El coronel se encogió de hombros. Consideró la pregunta como referente a la declaración de Poirot y no a las sospechas de la señora Oliver.

—Puede ser —dijo—. Puede ser. Ello demuestra que Shaitana tenía razón, al menos por lo que se refiere a uno de ellos. Al fin y al cabo, pudo sospechar solamente que los cuatro eran asesinos, sin estar seguro de ello por completo. Tal vez acertó respecto a los cuatro casos, o a uno solo... En uno de ellos no se equivocó, y su muerte lo prueba.

—Uno de los cuatro perdió el dominio de sus nervios. ¿No cree usted, monsieur Poirot?

El detective asintió.

—El difunto señor Shaitana tenía cierta fama —comentó—. Poseía un peligroso sentido del humor y reputación de ser despiadado. La víctima creyó que Shaitana se estaba divirtiendo esta noche, en espera de que llegara el momento en que lo entregara a la policía... ¡a usted! Él, o ella, debió pensar que Shaitana tenía pruebas fehacientes.

—¿Y las tenía?

Poirot se encogió de hombros.

—Nunca lo sabremos.

—¡El doctor Roberts! —repitió la señora Oliver tenazmente—. Un hombre muy cordial. Los asesinos lo son a menudo... ¡para disfrazar su verdadera condición! Si estuviera en su lugar, superintendente, lo arrestaría en seguida.

—Es posible que lo hiciera, si una mujer estuviera al frente de Scotland Yard —dijo Battle, mientras un destello brillaba en sus ojos impasibles—. Pero ya comprenderá que, siendo hombres los que se ocupan de ello, debemos tener mucho cuidado. Deberemos ir despacio, sin precipitaciones.

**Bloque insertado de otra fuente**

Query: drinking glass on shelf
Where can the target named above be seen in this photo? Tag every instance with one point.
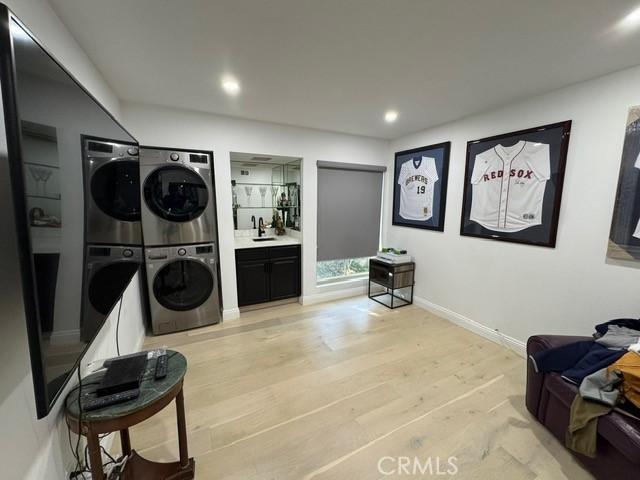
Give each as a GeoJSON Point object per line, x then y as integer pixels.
{"type": "Point", "coordinates": [248, 189]}
{"type": "Point", "coordinates": [45, 175]}
{"type": "Point", "coordinates": [263, 192]}
{"type": "Point", "coordinates": [35, 174]}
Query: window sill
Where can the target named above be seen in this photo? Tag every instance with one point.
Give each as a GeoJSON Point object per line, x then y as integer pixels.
{"type": "Point", "coordinates": [350, 280]}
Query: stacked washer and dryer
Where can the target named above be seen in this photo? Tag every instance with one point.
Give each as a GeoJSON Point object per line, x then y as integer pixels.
{"type": "Point", "coordinates": [113, 235]}
{"type": "Point", "coordinates": [179, 227]}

—Hombres... hombres —suspiró la novelista, mientras en su pensamiento componía varios artículos periodísticos sobre el particular.

—Será mejor que los hagamos pasar ahora —dijo el superintendente—. No quiero tenerlos esperando demasiado tiempo.

El coronel Race hizo un movimiento como si fuera a incorporarse.

—Si quiere usted que salgamos...

Battle dudó un instante al ver la elocuente mirada que le dirigió la señora Oliver. Estaba perfectamente enterado de la posición oficial que ocupaba el coronel Race, y en cuanto a Poirot, había trabajado con la policía en diversas ocasiones. El único tanto dudoso era decidir si la novelista podía quedarse. Pero el superintendente era un hombre comprensivo. Recordó que la señora Oliver había perdido tres libras y siete chelines y que había soportado la pérdida sin enfadarse.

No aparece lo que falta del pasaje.